1. Welcome to Employment Law This Week! Subscribe to our channel for new episodes every Monday!

    This week's stories include . . .

    (1) Defend Trade Secrets Act Signed Into Law
    Our top story: President Obama signs the Defend Trade Secrets Act of 2016 (DTSA). Under the DTSA, employers can now sue in federal court for trade secret misappropriation. Though there is some overlap with the Uniform Trade Secrets Act — adopted in some version by 48 states — the DTSA marks a notable change in how these cases are litigated, creating a federal civil cause of action. The new law contains broad whistleblower protections and new requirements for employers to give notice of these protections.

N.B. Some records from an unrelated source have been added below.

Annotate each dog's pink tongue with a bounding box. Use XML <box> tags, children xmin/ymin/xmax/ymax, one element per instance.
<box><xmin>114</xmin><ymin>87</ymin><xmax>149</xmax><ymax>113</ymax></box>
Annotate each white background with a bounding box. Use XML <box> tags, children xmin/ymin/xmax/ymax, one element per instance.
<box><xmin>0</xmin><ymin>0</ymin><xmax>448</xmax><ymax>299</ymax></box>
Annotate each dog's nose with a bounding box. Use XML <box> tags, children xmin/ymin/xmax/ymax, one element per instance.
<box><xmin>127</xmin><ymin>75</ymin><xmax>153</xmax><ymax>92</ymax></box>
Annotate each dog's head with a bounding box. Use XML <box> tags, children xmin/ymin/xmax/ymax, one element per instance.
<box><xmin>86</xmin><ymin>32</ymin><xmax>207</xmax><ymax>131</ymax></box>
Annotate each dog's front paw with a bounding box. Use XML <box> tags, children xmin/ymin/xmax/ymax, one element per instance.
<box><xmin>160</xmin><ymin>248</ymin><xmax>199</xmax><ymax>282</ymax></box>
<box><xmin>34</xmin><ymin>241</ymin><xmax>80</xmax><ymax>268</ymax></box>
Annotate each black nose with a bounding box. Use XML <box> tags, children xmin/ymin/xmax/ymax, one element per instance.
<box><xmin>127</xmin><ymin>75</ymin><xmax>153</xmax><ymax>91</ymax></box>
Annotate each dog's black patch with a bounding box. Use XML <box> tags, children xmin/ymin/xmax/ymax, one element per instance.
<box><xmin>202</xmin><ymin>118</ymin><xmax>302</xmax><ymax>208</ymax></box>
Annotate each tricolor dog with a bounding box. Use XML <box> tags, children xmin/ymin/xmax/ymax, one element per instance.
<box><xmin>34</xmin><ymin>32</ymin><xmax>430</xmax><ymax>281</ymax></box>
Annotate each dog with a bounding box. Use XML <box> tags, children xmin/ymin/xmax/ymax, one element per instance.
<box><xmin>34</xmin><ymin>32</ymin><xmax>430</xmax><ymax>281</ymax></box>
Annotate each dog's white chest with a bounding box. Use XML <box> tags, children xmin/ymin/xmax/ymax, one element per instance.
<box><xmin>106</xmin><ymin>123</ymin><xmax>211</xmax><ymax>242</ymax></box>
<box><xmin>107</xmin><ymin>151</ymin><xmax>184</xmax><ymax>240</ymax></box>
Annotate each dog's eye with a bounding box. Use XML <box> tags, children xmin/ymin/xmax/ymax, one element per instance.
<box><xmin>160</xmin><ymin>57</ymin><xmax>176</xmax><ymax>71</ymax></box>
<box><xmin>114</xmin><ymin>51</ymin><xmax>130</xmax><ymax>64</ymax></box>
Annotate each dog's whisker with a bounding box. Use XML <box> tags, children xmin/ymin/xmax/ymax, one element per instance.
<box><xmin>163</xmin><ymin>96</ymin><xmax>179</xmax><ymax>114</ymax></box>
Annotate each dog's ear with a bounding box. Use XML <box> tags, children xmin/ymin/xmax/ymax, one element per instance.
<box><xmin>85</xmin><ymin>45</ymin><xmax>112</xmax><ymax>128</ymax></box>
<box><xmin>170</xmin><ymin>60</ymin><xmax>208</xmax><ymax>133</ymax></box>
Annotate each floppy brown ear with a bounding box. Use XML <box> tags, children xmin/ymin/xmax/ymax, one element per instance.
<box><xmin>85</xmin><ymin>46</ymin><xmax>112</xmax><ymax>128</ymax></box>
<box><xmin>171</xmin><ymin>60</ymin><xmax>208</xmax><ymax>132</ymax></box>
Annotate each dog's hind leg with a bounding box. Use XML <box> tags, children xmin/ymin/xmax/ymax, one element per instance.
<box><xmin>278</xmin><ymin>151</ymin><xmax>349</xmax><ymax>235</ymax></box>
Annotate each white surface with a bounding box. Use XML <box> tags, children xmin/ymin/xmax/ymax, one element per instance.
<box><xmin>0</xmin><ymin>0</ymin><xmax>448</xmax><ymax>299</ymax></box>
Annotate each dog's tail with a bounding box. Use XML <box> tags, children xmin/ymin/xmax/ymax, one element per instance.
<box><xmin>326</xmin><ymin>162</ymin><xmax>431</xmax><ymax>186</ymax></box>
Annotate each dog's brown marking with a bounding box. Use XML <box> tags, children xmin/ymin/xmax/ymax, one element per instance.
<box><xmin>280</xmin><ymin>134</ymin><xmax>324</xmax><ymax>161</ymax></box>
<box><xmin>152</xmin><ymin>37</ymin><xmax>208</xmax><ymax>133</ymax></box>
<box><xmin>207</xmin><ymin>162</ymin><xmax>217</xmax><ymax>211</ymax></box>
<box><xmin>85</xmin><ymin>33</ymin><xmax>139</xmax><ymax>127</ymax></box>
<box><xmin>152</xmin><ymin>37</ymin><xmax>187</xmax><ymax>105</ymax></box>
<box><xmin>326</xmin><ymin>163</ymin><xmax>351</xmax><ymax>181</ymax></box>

David Clark, from Epstein Becker Green, has more on how the DTSA will impact state laws.

    For more on this story, click here: http://bit.ly/27HQg0b

    (2) DOL Issues Final OT Rule
    Last Wednesday, the Department of Labor (DOL) issued its long-anticipated final rule expanding federal overtime pay regulations. The DOL’s rule raises the minimum salary threshold for exemption to $47,476 per year.

    For more information, click here: http://bit.ly/1ODNRrL

    (3) EEOC Releases New Guidance on Leave for Disabled Workers
    The EEOC offers clarification on leave as a reasonable accommodation for employees with disabilities. The agency issued a new resource providing more detail about leave under the Americans with Disabilities Act. The publication comes after a recent surge in disability charges that, according to the EEOC, indicates a lack of clarity around leave as an accommodation.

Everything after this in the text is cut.